Our first adventure was to enter the 3-D zillion-dollar extravaganza Captain EO, now on its very
last legs and one of the most unpopular rides in the park, where you can see all 360 degrees of the late
Respectable Michael Jackson. It was kind of touching and sad to sit there in the dark with the silly 3-D
glasses on, watching pretty-eye-shadow-girl Michael sing freely with puppets in the days right before
the plastic surgeons replaced his head with that little white triangle with the holes painted on it.
"We are gonna change the world! Hoo-hoo!" he crowed energetically, his eyes flashing swarms of
laser-mites and his body doing that gangly hot-oil action it always did so well, with a tag team of leggy
Solid Gold dancers behind him. There is actually one point in EO that is truly astonishing, and it
comes at the very beginning. A perfect Disney 3-D rock comes at you and floats in front of your face,
so close you swear you could hug it. My head exploded with liquid baby-like glee -- Wow! Look!
Science! Art! Technology! They do this thing where they make this rock float in front of your head
and if you touch it, it isn't there! It was wonderful and safe and benevolent, in a way that unknown
things in the real world aren't.
Throughout the show, though, you can hear people snickering about Jackson the Pederast, which
casts a whole new shadow on his harmless falsetto and rainbow T-shirt and shiny buckles, like he's an
ice cream van with mirrored windows playing a toy-xylophone version of the theme from "The
Exorcist." All of Jackson's childish posturing now seems like a handful of Kandy Korn offered by a
playground creep. Even Disney, the last outpost of whitewashed American denial, is about to abandon
EO's ship: the man who sold us our tickets told us that the Anaheim Disneyland is the only Disney
institution left that still has any Jackson in it, and they're going to quietly get rid of it, too. Mickey Rat.
One can walk through Disneyland and observe how popular culture rubbed off on the artists who
created the rides through the decades. The Alice in Wonderland section is clearly LSD-informed
psychedelia, with its swirling pink and orange Laugh-In aesthetic and paisley teardrops and luminous
two-story mushrooms. In the '70s, space was clearly the place, and everything was stars and white
plastic and more robots and control panels. The '80s gave us that nostalgia-for-the-'30s and '40s thing,
with all of the Indiana Jones old brass safari-and-Egypt kitsch. And the late '50s-early '60s are there in
the Camelot look -- all of the castles and kings.

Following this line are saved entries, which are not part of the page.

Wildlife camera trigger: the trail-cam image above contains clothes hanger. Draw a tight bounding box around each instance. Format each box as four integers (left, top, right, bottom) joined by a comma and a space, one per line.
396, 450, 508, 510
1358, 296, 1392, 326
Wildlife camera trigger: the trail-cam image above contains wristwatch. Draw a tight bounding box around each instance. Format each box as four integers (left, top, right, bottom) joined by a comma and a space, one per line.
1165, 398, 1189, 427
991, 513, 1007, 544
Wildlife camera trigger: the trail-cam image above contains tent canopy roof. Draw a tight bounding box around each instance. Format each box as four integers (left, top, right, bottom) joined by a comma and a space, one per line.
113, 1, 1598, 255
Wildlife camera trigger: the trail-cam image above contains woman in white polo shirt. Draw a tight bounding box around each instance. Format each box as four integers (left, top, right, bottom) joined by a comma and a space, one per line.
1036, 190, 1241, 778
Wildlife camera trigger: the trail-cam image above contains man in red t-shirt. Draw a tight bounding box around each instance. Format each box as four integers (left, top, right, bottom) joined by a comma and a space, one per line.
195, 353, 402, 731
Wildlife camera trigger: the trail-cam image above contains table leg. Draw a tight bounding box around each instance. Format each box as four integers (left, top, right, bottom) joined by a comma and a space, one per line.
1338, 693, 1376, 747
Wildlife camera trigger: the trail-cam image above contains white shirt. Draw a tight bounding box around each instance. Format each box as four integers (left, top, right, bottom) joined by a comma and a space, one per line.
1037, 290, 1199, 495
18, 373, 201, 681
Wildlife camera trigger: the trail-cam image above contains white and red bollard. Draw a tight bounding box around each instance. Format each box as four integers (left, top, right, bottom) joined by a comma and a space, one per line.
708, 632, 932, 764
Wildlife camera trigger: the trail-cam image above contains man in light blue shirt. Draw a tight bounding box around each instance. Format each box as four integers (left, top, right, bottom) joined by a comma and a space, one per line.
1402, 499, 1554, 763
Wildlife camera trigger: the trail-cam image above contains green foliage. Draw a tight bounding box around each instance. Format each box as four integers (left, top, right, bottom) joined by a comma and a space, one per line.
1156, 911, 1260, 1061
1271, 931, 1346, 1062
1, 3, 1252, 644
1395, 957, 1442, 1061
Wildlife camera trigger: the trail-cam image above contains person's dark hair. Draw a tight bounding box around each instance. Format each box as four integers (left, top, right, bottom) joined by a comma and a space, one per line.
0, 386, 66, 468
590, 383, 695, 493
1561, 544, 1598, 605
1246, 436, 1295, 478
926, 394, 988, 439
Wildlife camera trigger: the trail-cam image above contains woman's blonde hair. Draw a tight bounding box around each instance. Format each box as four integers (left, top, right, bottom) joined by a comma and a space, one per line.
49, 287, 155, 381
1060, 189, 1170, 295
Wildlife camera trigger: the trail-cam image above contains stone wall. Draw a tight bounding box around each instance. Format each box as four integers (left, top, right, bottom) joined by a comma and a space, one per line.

Man's home is his big pink castle. Change your baby at
the convenient Mom-port shaped like a big white tube of health. Baby blue robins will quickly dispose
of any waste articles, and we've made sure Dad can't drink alcoholic beverages of any kind on the park
premises. Safe. Clean. Happy. Hopeful. Kennedy is alive and all marriages last happily ever after.

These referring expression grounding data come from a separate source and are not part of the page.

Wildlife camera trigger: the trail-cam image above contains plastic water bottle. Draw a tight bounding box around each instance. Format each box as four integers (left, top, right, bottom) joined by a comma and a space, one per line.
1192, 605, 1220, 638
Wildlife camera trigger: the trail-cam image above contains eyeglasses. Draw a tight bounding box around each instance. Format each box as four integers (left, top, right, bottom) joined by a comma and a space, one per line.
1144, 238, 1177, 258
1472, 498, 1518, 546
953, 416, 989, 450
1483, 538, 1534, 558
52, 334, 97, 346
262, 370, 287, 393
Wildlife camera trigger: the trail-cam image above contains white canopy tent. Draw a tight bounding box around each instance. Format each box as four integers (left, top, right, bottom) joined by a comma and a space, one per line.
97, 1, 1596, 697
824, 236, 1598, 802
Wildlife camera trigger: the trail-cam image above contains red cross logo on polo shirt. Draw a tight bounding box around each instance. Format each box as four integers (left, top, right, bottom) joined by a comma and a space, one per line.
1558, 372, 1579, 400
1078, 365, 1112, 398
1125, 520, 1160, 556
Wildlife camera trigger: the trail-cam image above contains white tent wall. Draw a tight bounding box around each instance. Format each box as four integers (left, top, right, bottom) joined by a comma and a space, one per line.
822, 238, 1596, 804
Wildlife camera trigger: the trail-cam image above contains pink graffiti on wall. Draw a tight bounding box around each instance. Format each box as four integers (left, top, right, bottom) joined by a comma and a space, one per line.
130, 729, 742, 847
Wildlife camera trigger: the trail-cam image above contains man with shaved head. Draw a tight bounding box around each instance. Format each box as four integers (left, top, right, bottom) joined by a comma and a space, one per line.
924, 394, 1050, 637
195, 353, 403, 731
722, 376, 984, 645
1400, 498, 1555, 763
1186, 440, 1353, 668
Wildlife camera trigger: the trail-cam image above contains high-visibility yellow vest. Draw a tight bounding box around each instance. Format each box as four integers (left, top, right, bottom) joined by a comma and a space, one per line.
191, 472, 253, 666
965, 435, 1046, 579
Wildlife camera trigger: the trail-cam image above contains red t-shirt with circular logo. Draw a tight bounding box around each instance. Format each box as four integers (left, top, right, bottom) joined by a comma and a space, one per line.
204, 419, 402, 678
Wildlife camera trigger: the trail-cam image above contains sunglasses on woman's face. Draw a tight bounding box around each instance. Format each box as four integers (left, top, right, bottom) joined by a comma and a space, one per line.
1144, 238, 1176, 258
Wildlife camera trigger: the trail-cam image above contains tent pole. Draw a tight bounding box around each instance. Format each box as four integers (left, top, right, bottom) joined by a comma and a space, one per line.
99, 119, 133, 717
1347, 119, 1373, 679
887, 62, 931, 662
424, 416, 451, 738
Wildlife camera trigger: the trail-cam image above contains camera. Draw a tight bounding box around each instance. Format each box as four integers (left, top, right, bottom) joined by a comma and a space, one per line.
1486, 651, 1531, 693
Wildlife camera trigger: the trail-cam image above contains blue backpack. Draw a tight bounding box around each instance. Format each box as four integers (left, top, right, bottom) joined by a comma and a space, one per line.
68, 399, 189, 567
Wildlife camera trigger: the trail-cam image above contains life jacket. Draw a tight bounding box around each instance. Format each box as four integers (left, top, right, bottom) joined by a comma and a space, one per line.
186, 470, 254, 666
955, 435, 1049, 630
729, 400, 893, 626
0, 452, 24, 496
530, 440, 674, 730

Disneyland is a "rouster" of family spirit. It just rousts you all up to wanna go home and light a
presto log and turn on the TV and watch Tinkerbell dive bomb the castle on a Sunday night at seven
like you used to, with Mom and Sis and Dad and Mr. French and Mrs. Beasley. It fills you with that
warm-choky sentimental sense that Life Could Actually Deliver on the things it promises but can't
actually deliver.
What surprised me the most was how much fun I had. We giggled and skipped around and
screamed on the rollercoasters and were impressed by the infinite attention to detail in the ride settings.

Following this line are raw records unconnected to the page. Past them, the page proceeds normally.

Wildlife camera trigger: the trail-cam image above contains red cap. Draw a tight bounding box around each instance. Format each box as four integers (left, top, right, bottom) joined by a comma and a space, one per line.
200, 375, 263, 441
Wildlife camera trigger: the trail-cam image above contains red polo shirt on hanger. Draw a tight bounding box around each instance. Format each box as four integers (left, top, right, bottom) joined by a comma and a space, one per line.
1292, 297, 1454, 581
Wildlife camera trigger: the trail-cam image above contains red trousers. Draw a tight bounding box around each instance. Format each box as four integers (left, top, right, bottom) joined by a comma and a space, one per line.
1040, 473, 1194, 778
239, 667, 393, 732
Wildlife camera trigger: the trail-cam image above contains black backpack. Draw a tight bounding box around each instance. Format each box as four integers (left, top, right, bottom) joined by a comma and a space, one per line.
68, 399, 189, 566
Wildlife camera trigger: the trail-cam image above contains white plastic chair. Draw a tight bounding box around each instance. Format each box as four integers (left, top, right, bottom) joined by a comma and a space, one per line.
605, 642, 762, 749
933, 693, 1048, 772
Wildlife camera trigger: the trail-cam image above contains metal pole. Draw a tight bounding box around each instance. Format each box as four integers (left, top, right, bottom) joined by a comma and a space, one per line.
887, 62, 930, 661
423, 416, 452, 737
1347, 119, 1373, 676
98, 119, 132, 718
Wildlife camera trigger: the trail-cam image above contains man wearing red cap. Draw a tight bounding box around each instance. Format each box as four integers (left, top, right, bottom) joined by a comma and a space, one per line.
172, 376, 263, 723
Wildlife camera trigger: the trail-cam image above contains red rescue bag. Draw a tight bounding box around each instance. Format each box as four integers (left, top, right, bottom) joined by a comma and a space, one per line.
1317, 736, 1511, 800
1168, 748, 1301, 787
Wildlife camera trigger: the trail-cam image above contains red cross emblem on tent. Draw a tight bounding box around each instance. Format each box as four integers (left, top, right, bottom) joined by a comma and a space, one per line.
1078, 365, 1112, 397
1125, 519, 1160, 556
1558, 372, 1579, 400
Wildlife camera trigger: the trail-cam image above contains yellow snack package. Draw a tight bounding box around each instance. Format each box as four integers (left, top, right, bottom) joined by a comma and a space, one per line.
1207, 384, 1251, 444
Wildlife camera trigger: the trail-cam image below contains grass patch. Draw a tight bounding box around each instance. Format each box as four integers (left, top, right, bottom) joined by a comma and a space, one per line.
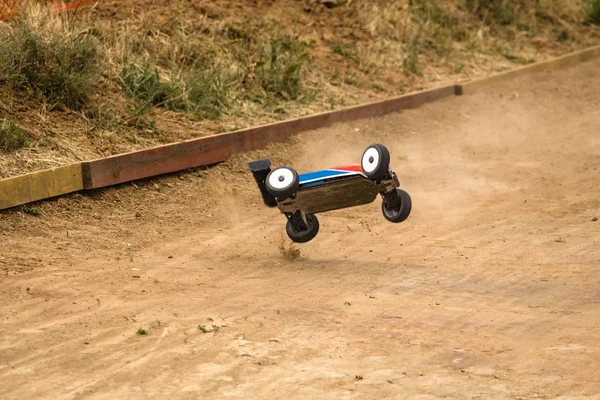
403, 25, 423, 75
114, 21, 311, 122
0, 119, 29, 152
253, 32, 311, 101
186, 67, 233, 120
106, 13, 313, 123
119, 63, 232, 121
331, 41, 360, 63
586, 0, 600, 25
136, 328, 147, 335
0, 4, 100, 110
119, 63, 177, 110
118, 63, 182, 128
22, 206, 42, 216
502, 52, 535, 64
460, 0, 516, 25
87, 103, 123, 132
343, 75, 360, 86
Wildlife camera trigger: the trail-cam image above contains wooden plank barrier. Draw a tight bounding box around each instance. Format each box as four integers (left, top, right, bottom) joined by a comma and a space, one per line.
0, 164, 83, 210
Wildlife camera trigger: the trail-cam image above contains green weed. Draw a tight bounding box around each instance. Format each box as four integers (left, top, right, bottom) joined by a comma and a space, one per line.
254, 32, 311, 101
119, 63, 180, 110
403, 25, 423, 75
0, 6, 100, 109
343, 75, 359, 86
460, 0, 516, 25
0, 119, 29, 152
331, 42, 359, 63
371, 83, 385, 92
22, 206, 42, 216
186, 67, 233, 120
586, 0, 600, 25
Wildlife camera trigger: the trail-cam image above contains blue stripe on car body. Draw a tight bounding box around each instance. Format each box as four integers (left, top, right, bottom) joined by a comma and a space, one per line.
299, 169, 360, 186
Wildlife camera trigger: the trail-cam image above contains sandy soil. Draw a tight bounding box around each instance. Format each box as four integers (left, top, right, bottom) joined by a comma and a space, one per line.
1, 59, 599, 399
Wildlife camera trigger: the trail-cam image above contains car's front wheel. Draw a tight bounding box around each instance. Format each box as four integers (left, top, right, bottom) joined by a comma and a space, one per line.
361, 143, 390, 180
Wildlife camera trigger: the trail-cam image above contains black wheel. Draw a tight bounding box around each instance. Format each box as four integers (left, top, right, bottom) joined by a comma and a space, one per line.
265, 166, 299, 201
382, 189, 412, 223
286, 212, 320, 243
361, 143, 390, 180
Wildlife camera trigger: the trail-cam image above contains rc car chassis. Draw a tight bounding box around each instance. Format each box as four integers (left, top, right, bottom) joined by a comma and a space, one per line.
248, 143, 412, 243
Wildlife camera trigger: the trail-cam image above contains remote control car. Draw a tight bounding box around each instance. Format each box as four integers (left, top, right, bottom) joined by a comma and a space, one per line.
247, 143, 411, 243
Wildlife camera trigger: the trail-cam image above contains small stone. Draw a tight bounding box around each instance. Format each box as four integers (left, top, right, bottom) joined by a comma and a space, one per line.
592, 217, 598, 222
168, 255, 173, 259
135, 212, 142, 218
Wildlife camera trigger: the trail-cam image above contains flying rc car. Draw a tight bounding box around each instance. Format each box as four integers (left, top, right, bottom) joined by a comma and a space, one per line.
247, 143, 411, 243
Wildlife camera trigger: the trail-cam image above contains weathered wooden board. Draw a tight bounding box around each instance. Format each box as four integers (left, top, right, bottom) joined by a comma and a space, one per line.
0, 164, 84, 210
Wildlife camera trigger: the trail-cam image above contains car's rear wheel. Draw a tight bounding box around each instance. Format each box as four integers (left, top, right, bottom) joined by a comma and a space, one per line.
286, 212, 320, 243
361, 144, 390, 180
265, 166, 299, 201
382, 189, 412, 223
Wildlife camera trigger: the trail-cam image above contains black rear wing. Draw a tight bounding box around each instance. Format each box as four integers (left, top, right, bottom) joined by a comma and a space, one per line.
247, 159, 277, 207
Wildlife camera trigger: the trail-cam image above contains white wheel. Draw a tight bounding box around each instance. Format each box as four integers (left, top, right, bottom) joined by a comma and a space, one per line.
360, 144, 390, 180
268, 168, 294, 190
361, 147, 381, 174
265, 167, 299, 200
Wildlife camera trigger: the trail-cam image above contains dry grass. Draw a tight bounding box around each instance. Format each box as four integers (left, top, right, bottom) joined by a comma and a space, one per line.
352, 0, 597, 82
101, 10, 314, 126
586, 0, 600, 25
0, 119, 29, 153
0, 3, 100, 110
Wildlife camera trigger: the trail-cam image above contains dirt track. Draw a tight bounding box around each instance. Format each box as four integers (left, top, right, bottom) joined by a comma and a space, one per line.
1, 59, 600, 399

I was actually having fun for the right reasons, which was shocking. My cynicism was penetrated by
the world that Walt Disney succeeded in creating. Disneyland is damn good art, after all, and some of
the rides have just the right amount of whippy torque and not-unpleasant G-force to make you feel
really excited and spazzy. In the future, if the cloud of prevailing evil ever lifts, I hope the world will
be more like Disneyland. It's already just as weird and surreal. It just needs to be happy.